By 2026, Duke will derive 9% of its energy from hydroelectricity, wind, and solar, up from 2% in 2005.
Lastly, Xcel’s natural gas earnings rose 4% last year.
Duke has boosted its own natural gas business, largely through acquisitions. In 2015, it acquired Piedmont Natural Gas for $4.9 billion.
The acquisition tripled Duke’s natural gas customers, by adding 1 million natural gas customers to its existing customer base of 525,000.
Going forward, Duke expects to generate steady growth from these initiatives.
Source: 4Q Earnings Presentation, page 14
The regulated and natural gas businesses are expected to grow by 6% per year through 2021. This is projected to fuel 4%-6% growth in adjusted earnings-per-share over that time.
Duke pays an annualized dividend of $3.42 per share. This works out to a 4.2% dividend yield based on its recent share price.
For its part, Xcel has a 3.3% dividend yield.
Both stocks yield significantly more than the average stock. The S&P 500 Index as an average dividend yield of 2%.
But Duke has a big advantage. The stock generates roughly 27% more annual income for investors than Xcel.
Part of the reason for this is because Duke maintains a higher payout ratio.
Xcel distributed 62% of its earnings-per-share over the past 12 months, compared with a 73% payout ratio for Duke.
The trade-off is that Xcel typically raises its dividend at a higher rate than Duke. Xcel raised its dividend by 5.9% in February 2017.
Duke’s last dividend raise was a 3.6% hike last year.
Xcel expects to increase its dividend by 5%-7% per year.
Duke intends to maintain a 70%-75% payout ratio going forward. It expects to increase its dividend by 4% per year moving forward.
If Xcel raises its dividend by 6%, compared with 4% for Duke, it will take 15 years for Xcel’s yield on cost to surpass Duke Energy’s.
As a result, while Xcel could be a better choice for investors with a very long time horizon, Duke is the better pick for income now.
Duke and Xcel have extremely similar business models, and future growth strategies.

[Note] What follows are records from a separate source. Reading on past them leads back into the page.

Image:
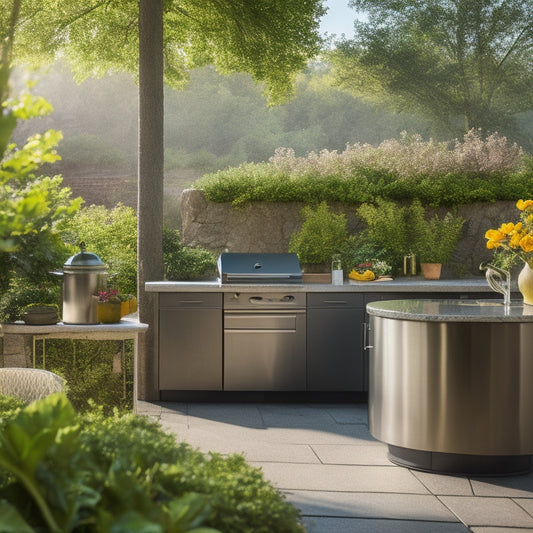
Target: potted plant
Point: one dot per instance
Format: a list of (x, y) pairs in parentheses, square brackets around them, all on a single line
[(109, 305), (436, 239), (322, 235)]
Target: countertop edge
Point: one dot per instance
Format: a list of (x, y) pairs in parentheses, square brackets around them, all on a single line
[(399, 285), (518, 311)]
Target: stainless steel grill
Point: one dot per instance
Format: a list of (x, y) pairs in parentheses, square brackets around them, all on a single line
[(264, 331), (259, 268)]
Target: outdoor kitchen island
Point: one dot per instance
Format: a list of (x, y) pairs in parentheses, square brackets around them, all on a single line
[(450, 384), (217, 341)]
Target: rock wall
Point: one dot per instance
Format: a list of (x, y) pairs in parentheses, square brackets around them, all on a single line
[(267, 227)]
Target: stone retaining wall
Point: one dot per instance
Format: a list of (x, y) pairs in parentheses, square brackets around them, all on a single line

Both companies are high-quality utilities.
It would be fairly easy to argue that both stocks deserve a place in an income investor’s stock portfolio. They have both paid consistent dividends for decades, without interruption.
That being said, they have different dividend policies.
Duke is willing to part with more of its cash flow each year than Xcel. Its higher payout ratio means investors receive a much higher dividend yield, which makes a big difference for dividend investors.
As a result, Duke is the better utility dividend stock.